Sonho ou realidade?

Meia luz... Riscos entrando pelas frestas da veneziana dando brilho ao encontrar a parede branca do quarto. Foi a primeira imagem vista ao acordar, ainda zonzo pelo efeito da bebida da noite anterior.

Sonho?... Realidade?...

Naquele primeiro instante, pareceu uma estranha mistura entre os dois.

A memória, a despeito da teimosia do corpo fatigado, rapidamente rolou “flashs”, acrescentando imagens surrealistas, antes não percebidas, monocromáticas, alternando as cores conforme o reflexo da incandescente e pequena luz do sol refletida na parede.

Notou que ainda sentia, na palma da mão, o estremecer úmido e macio, como resposta ao toque suave, longo e ansioso pela descoberta das sensações, delineadas pelas curvas do corpo ardente.

Ah o toque!... O tato!... Mágico sentido que faz vibrar forças, retesar os músculos que, carinhosamente doces, vão guiando os movimentos, despertando instintos outros além dos sentidos, abrindo fronteiras, embrenhando nas florestas do prazer.

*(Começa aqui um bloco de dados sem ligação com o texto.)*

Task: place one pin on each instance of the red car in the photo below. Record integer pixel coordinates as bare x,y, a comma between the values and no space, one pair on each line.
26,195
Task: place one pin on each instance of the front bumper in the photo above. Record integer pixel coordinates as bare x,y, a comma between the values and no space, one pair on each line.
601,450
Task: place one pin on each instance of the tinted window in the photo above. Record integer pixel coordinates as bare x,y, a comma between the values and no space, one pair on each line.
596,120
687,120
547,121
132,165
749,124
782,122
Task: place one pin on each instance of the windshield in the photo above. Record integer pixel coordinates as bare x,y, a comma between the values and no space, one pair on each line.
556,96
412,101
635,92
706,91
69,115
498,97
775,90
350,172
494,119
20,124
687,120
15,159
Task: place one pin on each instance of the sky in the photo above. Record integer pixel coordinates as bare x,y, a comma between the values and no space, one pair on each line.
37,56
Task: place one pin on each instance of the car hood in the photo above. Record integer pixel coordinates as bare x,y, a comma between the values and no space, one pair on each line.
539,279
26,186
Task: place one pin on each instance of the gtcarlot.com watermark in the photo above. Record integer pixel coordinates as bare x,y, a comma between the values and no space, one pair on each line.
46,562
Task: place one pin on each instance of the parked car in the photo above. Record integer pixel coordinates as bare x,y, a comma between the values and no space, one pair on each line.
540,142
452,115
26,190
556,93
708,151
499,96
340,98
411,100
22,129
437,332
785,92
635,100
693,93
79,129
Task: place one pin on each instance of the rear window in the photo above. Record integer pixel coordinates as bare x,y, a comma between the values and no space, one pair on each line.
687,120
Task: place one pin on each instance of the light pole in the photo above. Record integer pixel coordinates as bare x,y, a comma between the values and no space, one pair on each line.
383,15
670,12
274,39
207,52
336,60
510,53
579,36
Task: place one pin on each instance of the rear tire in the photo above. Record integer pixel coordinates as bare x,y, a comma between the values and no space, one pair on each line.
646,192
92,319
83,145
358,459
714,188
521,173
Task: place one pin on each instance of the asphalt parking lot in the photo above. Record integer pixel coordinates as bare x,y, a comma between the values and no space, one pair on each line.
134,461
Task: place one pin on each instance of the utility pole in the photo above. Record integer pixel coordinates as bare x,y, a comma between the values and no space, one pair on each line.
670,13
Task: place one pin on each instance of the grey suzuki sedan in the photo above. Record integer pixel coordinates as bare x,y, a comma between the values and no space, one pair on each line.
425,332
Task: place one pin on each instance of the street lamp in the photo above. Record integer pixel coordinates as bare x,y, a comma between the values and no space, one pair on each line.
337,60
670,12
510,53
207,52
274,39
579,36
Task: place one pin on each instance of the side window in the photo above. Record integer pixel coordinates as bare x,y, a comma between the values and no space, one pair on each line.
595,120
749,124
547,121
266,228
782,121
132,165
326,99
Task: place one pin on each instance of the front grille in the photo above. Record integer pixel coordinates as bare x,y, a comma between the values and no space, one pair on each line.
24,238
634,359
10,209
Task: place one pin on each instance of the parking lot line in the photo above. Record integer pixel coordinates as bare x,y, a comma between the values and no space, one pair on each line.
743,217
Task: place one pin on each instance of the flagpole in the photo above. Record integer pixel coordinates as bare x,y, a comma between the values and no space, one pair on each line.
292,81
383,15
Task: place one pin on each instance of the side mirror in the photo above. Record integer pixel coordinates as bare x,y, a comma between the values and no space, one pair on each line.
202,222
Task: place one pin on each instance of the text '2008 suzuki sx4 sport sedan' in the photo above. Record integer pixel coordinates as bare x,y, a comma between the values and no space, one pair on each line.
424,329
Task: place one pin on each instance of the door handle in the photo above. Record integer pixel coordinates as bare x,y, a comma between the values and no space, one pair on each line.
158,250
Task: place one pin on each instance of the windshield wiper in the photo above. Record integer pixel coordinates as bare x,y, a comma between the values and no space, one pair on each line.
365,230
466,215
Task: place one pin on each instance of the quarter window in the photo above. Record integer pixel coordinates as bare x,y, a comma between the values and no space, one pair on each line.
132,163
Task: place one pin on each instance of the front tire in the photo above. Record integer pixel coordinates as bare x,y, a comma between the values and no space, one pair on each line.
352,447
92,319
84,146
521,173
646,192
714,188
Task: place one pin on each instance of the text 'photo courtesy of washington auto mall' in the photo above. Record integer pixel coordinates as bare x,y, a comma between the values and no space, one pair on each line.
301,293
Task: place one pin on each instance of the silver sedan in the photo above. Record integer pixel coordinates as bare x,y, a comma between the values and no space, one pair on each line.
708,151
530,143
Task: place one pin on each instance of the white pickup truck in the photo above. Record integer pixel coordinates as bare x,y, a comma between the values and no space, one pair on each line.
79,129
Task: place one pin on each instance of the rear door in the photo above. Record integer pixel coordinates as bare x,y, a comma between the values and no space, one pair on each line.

Inesquecível prazer. Inacreditável.

Sonho ou realidade?...

Retoma a lembrança como imagem disforme, mudando sem que se queira, sem que se defina como gostaria, de agora, lembrar consciente. Apenas manchas coloridas, azuis, amarelas e vermelhas, como reação da exposição da vista ao ponto luminoso. Tenta colocar em ordem, mas sente a dificuldades dos embriagados em restabelecer a compreensão, em discernir entre o real e o imaginário. Com dificultoso exercício mental, consegue apenas divisar contornos, porém nunca fisionomia. Apenas um vulto manchado em leve movimento a contorcer-se respondendo afirmativamente ao agradável carinho.

Ainda sente a intensidade do esforço prestado sem perceber.

Com os olhos fechados por instantes, ouve do inaudível silêncio no quarto à penumbra, a reverberação de palavras murmuradas a esmo, sem nexo, frutos da avassaladora loucura a envolver os amantes. Ressoa como badalar de sinos, golpeados pelo descomunal desejo de possuir, sem os acordos que a mente estabelece entre a razão e o coração, sem as convenções que à luz do dia impõe a si mesmo. Sente perdidamente tomado pelo instinto, pelas marolas que fazem do ser humano o limite entre o ódio e o amor.

Longa noite que tão pouco durara, apressada pelas horas não vistas, não contadas, apenas navegadas como numa viagem em que o tempo não conta.

Dormita ao embalar dos pensamentos, ainda difusos, que relutam a qualquer espécie de ordenamento, de qualquer lógica. Sente o sabor, suavemente picante da mistura, que se torna amargo pela bebida e doce pelo amor. Reconhece o sabor da alva pele, morena pela escuridão. Gosto exclusivo de mel acanelado pela natureza feminina de suave temperança. Sabor de amor.

O passar das mãos pelo rosto, lhe vem à lembrança a suave fragrância exalada por todos os poros. Incomparável almíscar de perfeitas floradas, pairando no ar como refrescante brisa. Agora sim, embriagado pela química reação do perfume com a bebida, se entrega ao prazer do relaxamento consciente, numa luta ferrenha para manter a inconsciência ativa.

Real ou irreal?

Cruel tempo este que se faz explodir pelo irritante despertador. Resta esquecer, pelo dia afora, a solidão amargurada da realidade impiedosa que não tem, dos sonhos, a verdadeira paixão.